Highlands & Islands

CalMac ferries wi-fi rollout to be completed 'in July'

CalMac ferry Image copyright Getty Images
Image caption CalMac announced in 2013 that it would make wi-fi available on its services

Ferry operator Caledonian MacBrayne (CalMac) said it aims to complete its rollout of free public access wi-fi on its network and fleet this summer.

The company said it has reached the halfway point in the project and hopes to finish the process in July.

In total, 88 vessels and land-based locations will be switched on.

CalMac said the rollout was taking longer than it had anticipated because of the "challenging geography" of Scotland's west coast.

A firm that was involved in providing wi-fi services to the British armed forces in Afghanistan is working with the ferry operator.
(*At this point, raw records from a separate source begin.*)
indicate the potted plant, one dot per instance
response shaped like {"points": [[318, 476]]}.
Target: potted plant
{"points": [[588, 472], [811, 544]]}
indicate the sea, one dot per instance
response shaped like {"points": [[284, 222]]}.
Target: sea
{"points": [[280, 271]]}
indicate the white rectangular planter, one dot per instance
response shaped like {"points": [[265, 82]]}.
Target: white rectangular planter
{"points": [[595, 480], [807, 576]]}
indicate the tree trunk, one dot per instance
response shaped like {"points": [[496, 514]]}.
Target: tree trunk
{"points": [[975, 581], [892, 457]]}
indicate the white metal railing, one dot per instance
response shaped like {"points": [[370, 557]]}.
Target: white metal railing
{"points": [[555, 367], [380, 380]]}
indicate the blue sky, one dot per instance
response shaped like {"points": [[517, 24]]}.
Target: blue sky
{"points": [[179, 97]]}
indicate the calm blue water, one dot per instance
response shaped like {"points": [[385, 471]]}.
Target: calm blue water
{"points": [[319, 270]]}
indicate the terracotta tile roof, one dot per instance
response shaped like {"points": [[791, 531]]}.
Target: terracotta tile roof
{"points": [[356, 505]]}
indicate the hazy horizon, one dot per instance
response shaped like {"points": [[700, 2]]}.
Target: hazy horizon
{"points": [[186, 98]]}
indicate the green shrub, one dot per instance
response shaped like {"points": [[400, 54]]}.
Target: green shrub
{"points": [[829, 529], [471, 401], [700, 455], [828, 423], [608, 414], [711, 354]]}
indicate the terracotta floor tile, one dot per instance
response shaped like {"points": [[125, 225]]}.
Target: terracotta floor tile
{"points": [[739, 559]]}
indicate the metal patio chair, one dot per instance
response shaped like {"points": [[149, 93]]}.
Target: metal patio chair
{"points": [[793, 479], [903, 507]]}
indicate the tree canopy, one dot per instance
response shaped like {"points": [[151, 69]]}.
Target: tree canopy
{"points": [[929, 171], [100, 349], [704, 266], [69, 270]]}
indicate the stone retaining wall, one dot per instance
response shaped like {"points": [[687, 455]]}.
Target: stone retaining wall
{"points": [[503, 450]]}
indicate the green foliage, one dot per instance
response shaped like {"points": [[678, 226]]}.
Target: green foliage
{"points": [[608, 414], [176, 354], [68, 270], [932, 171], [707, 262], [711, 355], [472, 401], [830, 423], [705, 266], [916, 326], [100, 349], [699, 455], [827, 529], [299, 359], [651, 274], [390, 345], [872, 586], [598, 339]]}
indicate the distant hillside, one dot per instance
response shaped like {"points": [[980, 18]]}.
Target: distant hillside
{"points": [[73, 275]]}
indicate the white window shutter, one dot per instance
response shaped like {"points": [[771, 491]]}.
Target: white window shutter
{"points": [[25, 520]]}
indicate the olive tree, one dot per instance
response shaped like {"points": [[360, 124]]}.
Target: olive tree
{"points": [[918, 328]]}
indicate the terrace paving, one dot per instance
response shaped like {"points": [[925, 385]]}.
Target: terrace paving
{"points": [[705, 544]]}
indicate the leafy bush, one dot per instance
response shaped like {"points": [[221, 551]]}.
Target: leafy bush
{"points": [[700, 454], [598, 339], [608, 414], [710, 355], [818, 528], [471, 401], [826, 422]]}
CalMac announced in 2013 that it would rollout wi-fi on its services following a campaign and petition by Barra Youth Council on the Western Isles urging the company to do so.

The first boat to go live was MV Bute on the Wemyss Bay to Rothesay route in February last year.

Image copyright MOD/PA
Image caption A company that connected British forces in Afghanistan to wi-fi services is working with CalMac

CalMac said the programme has gathered rapid pace in the last two months.

Project manager Jim McKillop said: "We are now almost halfway through the rollout programme for CalMac public access wi-fi.

"Already we have had some great feedback from communities involved and we are committed to rollout completion by early July."

Lose connectivity

Mr McKillop added: "I'd like to thank everyone for their patience throughout this project - we're under no illusion about the frustration with some of the delays which have occurred.

"But we are confident that the service which is being put in place is something which will be of significant benefit to communities and visitors alike."

CalMac said that although all vessels will eventually be equipped to offer wi-fi, there will be interruptions to services on "a small number" of longer routes.

These routes may require other technologies in due course to overcome the issue, the company said.

CalMac said these routes involved long crossings of open water and interruptions to services would affect ferries such as MV Isle of Lewis, which would lose its connectivity to the north of Mull until it nears Castlebay on Barra.